Review of Des

Des (2020)
7/10
Peter, Brian & The Forgotten
19 September 2020
This format of drama - particularly on ITV - either morbidly fixating on real-life serial killers or dour semi fictions are usually chokingly bleak and not at all interesting. So I was rather surprised by this deft three-parter - which had a fascinatingly brisk pace. I wasn't at all familiar with Nilsen's sad crimes and rather than glamourising him or them it takes quite an even-handed approach to the figures involved - essentially acting as much as a look at biographer Brian Masters or the dogged DCI Peter Jay.

The performances are the real draw here - with much being said on Tennant's underplayed and absorbing portrayal of the manipulative Nilsen. His second murderous creep in a year and a mesmerically different take than his deceptive GP in Deadwater Fell. I'm a huge fan of Daniel Mays and he does a typically sharp turn as the starkly determined Jay - and you almost can't get these kind of things made without Jason Watkins showing up and his mannered performance here easily matches up to the big hitters.

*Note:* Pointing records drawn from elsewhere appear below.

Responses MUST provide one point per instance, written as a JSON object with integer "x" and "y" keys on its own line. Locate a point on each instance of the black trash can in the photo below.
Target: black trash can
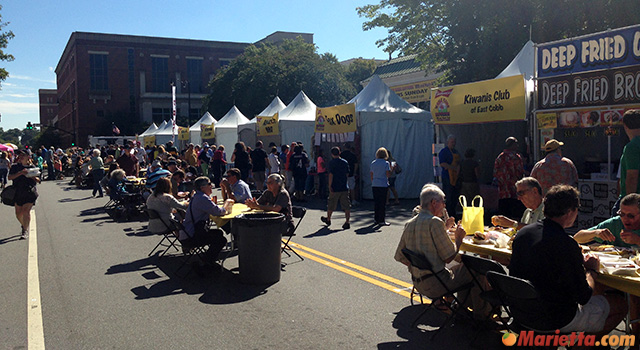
{"x": 259, "y": 236}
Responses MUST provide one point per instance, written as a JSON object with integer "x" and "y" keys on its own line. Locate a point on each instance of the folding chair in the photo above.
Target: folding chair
{"x": 298, "y": 213}
{"x": 168, "y": 233}
{"x": 519, "y": 298}
{"x": 422, "y": 263}
{"x": 188, "y": 252}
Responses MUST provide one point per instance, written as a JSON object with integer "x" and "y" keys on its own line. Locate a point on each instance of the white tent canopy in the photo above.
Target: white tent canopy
{"x": 227, "y": 128}
{"x": 195, "y": 129}
{"x": 150, "y": 130}
{"x": 386, "y": 120}
{"x": 297, "y": 120}
{"x": 247, "y": 132}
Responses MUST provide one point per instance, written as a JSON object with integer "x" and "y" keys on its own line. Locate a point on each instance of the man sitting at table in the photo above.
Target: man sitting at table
{"x": 234, "y": 188}
{"x": 529, "y": 192}
{"x": 425, "y": 234}
{"x": 195, "y": 233}
{"x": 622, "y": 230}
{"x": 552, "y": 261}
{"x": 275, "y": 198}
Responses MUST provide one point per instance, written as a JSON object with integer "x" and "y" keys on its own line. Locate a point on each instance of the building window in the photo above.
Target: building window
{"x": 194, "y": 75}
{"x": 160, "y": 74}
{"x": 98, "y": 72}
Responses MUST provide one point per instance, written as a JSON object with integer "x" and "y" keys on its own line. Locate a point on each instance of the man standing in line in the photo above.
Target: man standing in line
{"x": 259, "y": 159}
{"x": 507, "y": 169}
{"x": 450, "y": 162}
{"x": 630, "y": 160}
{"x": 352, "y": 159}
{"x": 555, "y": 169}
{"x": 338, "y": 191}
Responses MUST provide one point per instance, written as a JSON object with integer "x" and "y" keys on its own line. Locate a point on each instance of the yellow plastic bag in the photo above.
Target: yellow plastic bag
{"x": 472, "y": 217}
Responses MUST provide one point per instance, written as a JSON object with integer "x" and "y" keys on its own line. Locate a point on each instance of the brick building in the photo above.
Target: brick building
{"x": 125, "y": 79}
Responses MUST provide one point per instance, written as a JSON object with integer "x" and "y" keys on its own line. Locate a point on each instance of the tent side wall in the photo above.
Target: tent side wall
{"x": 409, "y": 139}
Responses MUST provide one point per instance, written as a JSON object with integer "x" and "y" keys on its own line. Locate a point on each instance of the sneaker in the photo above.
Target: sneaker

I'd say the only snag for me is the name and the marketing. It's Des. Dennis Nilsen is centre stage in the marketing - but within the text of the show you even see Masters deny Nilsen's desire to have the book named after him - and this very much isn't his story as much as it is Jay's push for justice or Masters' clinical drive for objectivity or even those poor lost and lonely men lured to their deaths with the promise of company. So it seems fundamentally wrong to me to name it in such a way, even if Tennant's transformative performance is the central marketing drive it feels morbidly vulgar to essentially grant Nilsen his wish.